Q91.1 Trisomy 18, mosaicism (mitotic nondisjunction)

Name of the Condition

• Trisomy 18, mosaicism (mitotic nondisjunction)

Summary

Trisomy 18, mosaicism (mitotic nondisjunction) is a chromosomal condition where some cells in the body have an extra copy of chromosome 18, while others have the typical two copies. This occurs due to errors in cell division after fertilization. The presence of both normal and abnormal cells can lead to a range of physical and developmental differences, which may be less severe than in full trisomy 18, depending on the proportion and distribution of affected cells.

Causes

This condition results from mitotic nondisjunction, an error in cell division that happens after fertilization. During early embryonic development, a cell fails to separate chromosome 18 properly, creating a cell line with three copies (trisomy) alongside normal cells with two copies. The specific triggers for this error are not always identifiable, but it is not inherited from parents in most cases.

Risk Factors

• Advanced maternal age, as the risk of chromosomal errors increases with age.
• No known modifiable risk factors, as the error occurs randomly during cell division.

Symptoms

• Variable physical features, which may include heart defects, growth delays, and distinct facial characteristics.
• Developmental delays, with severity depending on the proportion of affected cells.
• Possible organ abnormalities, such as kidney or gastrointestinal issues.

Diagnosis

Prenatal diagnosis may involve chorionic villus sampling (CVS) or amniocentesis to detect mosaicism. Postnatal confirmation typically requires karyotype analysis of blood or tissue samples to identify the presence of both normal and trisomic cell lines. The proportion of abnormal cells can influence the clinical presentation.

Treatment Options

Management is supportive and tailored to the individual’s specific symptoms. This may include surgical interventions for structural defects, physical or occupational therapy for developmental support, and monitoring for associated health issues. No cure exists, as the condition is genetic.

Prognosis and Follow-Up

Prognosis varies widely based on the extent of mosaicism and associated complications. Some individuals may have a longer lifespan with appropriate care, while others may face significant health challenges. Regular follow-up with a multidisciplinary team is essential to address evolving needs, including developmental, cardiac, and nutritional support.

Complications

• Increased risk of congenital heart defects.
• Respiratory or feeding difficulties.
• Higher susceptibility to infections due to weakened immunity.
• Potential for severe developmental delays.

Lifestyle & Prevention

No specific preventive measures exist, as the condition arises from random cellular errors. Prenatal genetic counseling may help families understand the implications and prepare for potential outcomes.
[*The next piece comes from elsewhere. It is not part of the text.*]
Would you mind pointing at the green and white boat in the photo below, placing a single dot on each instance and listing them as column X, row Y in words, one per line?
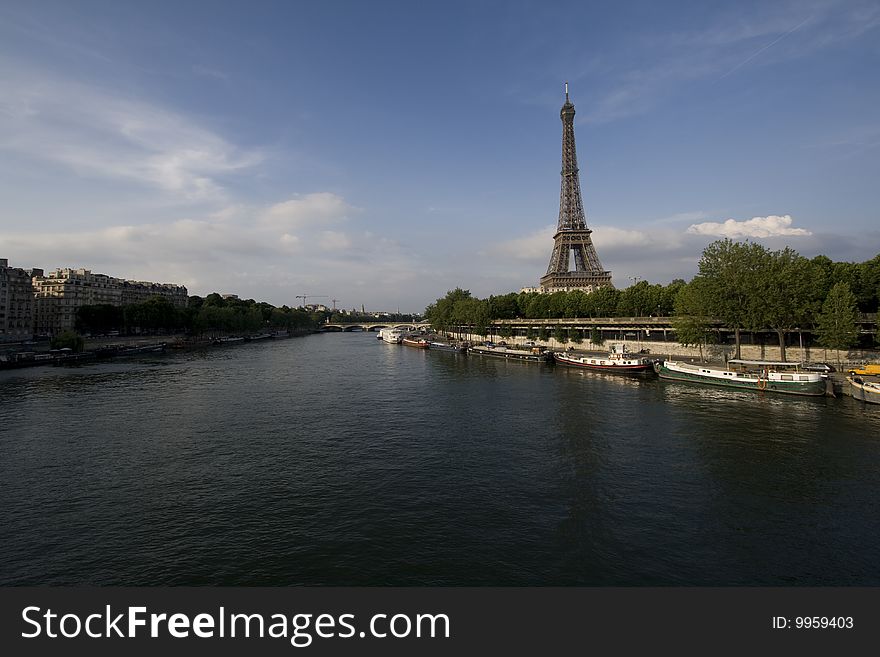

When to Seek Professional Help

Consult a healthcare provider if prenatal screening suggests chromosomal abnormalities or if postnatal symptoms (e.g., poor feeding, unusual physical features) raise concern. Early evaluation by a geneticist or pediatric specialist is recommended for accurate diagnosis and care planning.

Tips for Medical Coders

Document the presence of mosaicism and any associated clinical findings to support coding. Ensure the record specifies "mitotic nondisjunction" if applicable, as this distinguishes the condition from full trisomy 18. Include details on diagnostic testing (e.g., karyotype results) to confirm the mosaic pattern.